In a perfect world, DevOps (the culture of integrating software development and its day-to-day operation in the data center) should be seamless, with Devs and Ops working side by side in harmony and understanding each other's playing field, options and consequences. In the real world, that is easier said than done.
Part of it may have to do with culture and workplace collaboration, but there's no denying that there are also real issues that impede the ideal of seamless collaboration.

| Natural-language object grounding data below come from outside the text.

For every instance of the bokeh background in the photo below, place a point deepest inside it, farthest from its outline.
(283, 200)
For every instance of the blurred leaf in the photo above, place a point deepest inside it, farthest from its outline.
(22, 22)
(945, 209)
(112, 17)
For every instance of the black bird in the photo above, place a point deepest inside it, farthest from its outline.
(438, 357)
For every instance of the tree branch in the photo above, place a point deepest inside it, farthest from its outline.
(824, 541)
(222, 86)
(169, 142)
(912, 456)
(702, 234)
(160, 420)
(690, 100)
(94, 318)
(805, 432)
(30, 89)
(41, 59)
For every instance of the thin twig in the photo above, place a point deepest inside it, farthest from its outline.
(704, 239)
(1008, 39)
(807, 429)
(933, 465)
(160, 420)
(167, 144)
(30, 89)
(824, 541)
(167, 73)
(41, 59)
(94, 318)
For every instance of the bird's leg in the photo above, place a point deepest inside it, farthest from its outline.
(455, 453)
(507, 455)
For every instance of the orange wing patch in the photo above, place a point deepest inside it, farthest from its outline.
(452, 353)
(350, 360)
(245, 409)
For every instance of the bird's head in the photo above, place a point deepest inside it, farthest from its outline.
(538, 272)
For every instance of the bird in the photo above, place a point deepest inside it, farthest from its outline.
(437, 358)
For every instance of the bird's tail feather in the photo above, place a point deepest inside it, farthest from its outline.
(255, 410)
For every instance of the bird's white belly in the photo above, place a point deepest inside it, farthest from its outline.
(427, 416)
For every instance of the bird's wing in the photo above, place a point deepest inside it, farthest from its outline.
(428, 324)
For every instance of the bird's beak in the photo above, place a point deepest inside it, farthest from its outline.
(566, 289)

It all comes down to being able to see the greater picture, and analytics may be able to lend a helping hand there.
A new initiative announced today by Pepperdata aims to tackle this exact issue, building on an open source project by LinkedIn and starting with the Hadoop world but promising to expand its reach above and beyond.

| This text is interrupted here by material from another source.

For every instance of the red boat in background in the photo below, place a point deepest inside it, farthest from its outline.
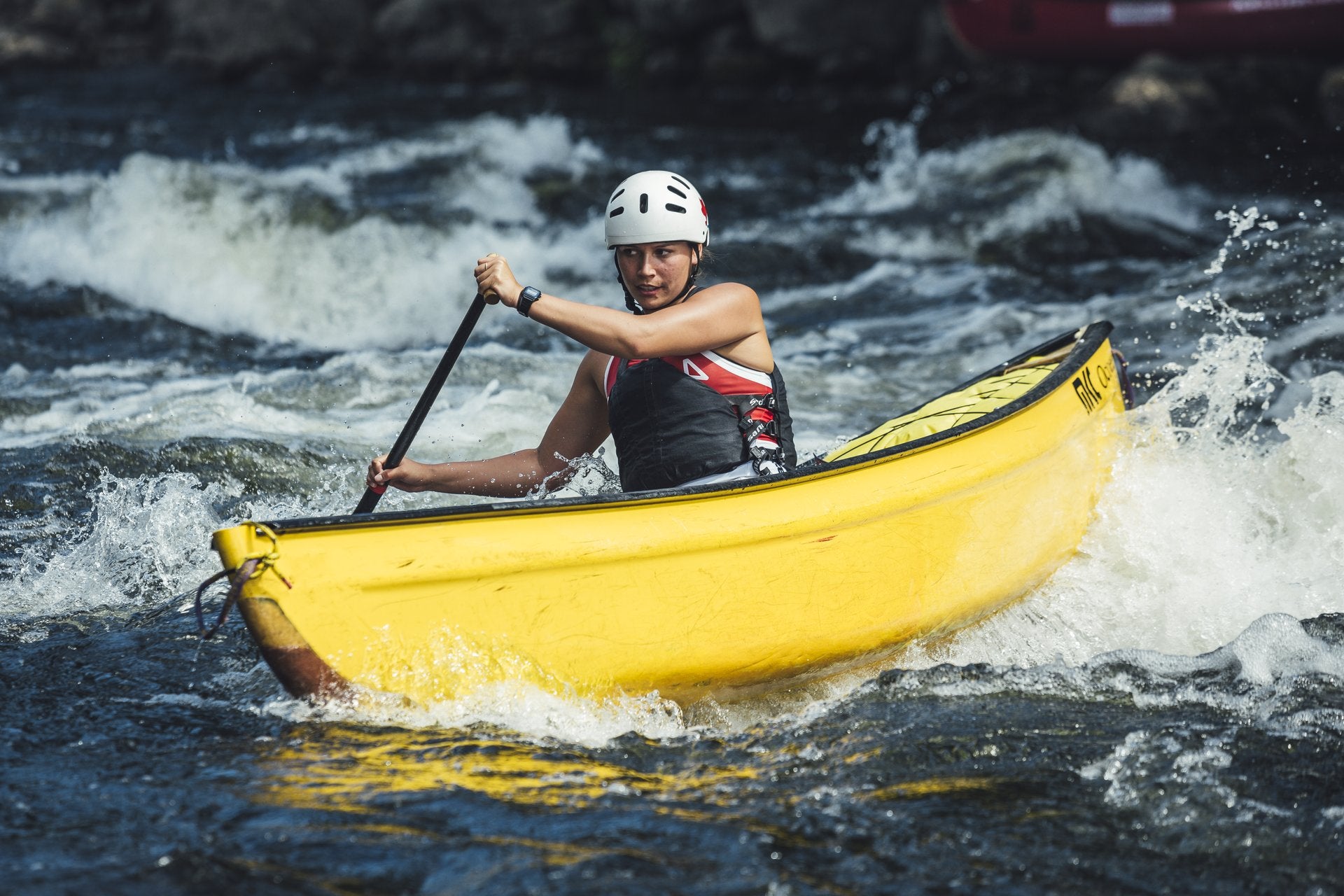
(1124, 29)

'They need to understand what they're doing to us'
Pepperdata, a vendor specializing in Big Data performance, today announced it is expanding its product portfolio with Pepperdata Application Profiler. The Profiler, based on LinkedIn's Dr. Elephant open source solution, aims to provide Hadoop and Spark developers with easy to understand recommendations for improving job performance. Ash Munshi, Pepperdata's CEO, provided an interesting backstory to the new product's birth.
Pepperdata's current line of products includes the Analyzer, the Optimizer and the Enforcer. The Analyzer collects and analyzes a wide array of process, operating system and hardware metrics to provide an overview of cluster utilization, while the Optimizer and the Enforcer build on those to optimize cluster resource utilization and enforce user-provided policies regarding job prioritization.
All of these are apparently aimed at the Ops side of DevOps -- the people in charge of monitoring and optimizing the deployment and performance of applications. So what's the deal with the Profiler -- what is it out to achieve, and why?
As Munshi explains, "We did it because we had Ops come to us and say, it's great that you're helping us get the picture of what's going on in our clusters, but we need to get that across to developers. They need to understand what they're doing to us".
Jesse Escobedo, Senior Systems Engineer at Rubicon Project attests:
Having the appropriate visibility and insight into our Big Data applications is extremely important when delivering detailed reports to our clients and meeting our SLA. We challenged Pepperdata to come up with a solution to profile our applications before going to production that would help us maintain our SLA to our customers as we introduce new applications.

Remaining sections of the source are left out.